A junior campaign with the Terrapins would solidify him as a first round draft pick. With Diamond Stone hiring an agent, he is now unable to return to school. This could affect Trimble with the lack of an excellent high pick and roll option. However, with Sulaimon graduating, that should allow Trimble to touch the ball more and cause his numbers to increase next season. With Jacob Layman leaving as well, it will be up to Robert Carter, Trimble, and Damonte Dodd to become the most polished offensive options and the go-to players on the team.
Melo Trimble and Damonte Dodd could be an excellent duo for the Terrapins in 2016-2017. (Photo courtesy of 247 Sports.)
Dodd and Carter will need to work well with Trimble due to the fact that, with the exits of big-men Layman and Stone, they are the best legitimate options in the post. Mark Turgeon and Maryland have no star recruits in the Forward or Center department. They do have a new option at point guard in freshman Anthony Cowan. This would likely take some pressure off of Trimble and allow him to play a bit off the ball as a two guard, but he would still do majority of the ball handling and receive most of the minutes.
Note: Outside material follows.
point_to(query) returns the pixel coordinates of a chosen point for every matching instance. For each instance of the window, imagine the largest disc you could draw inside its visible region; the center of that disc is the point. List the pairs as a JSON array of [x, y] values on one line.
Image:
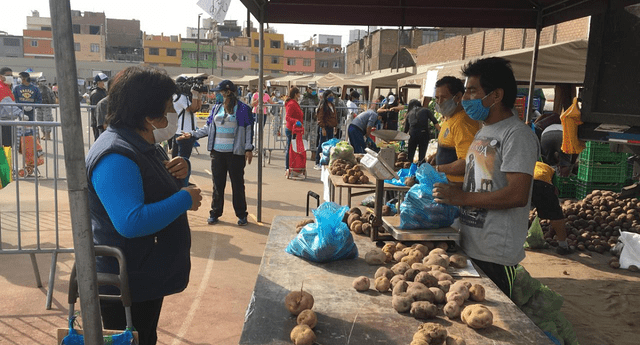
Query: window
[[11, 42]]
Recruit Kevin Huerter, a knock down shooter, will likely space the floor and give Trimble an option to rack up assists.
If Trimble decides to return, this is his team. He is in control of it, but that also means that he would take much of the blame if they are unsuccessful. Overall, it is highly probable that his averages would increase. He has proven himself to be a shooter, and those averages would likely return to that of his first year at Maryland, planting him as a sure mid first round pick or better.
Trimble’s lack of hiring an agent at this point, unlike Stone, means that he is mulling this over and aware of the benefits to both sides. As he sees himself mostly placed in the early second round in mock drafts, he will return. He would need to have a very good showing at the NBA Combine to drastically affect that. I see Trimble as a returnee, which would be a big win for the fans in College Park.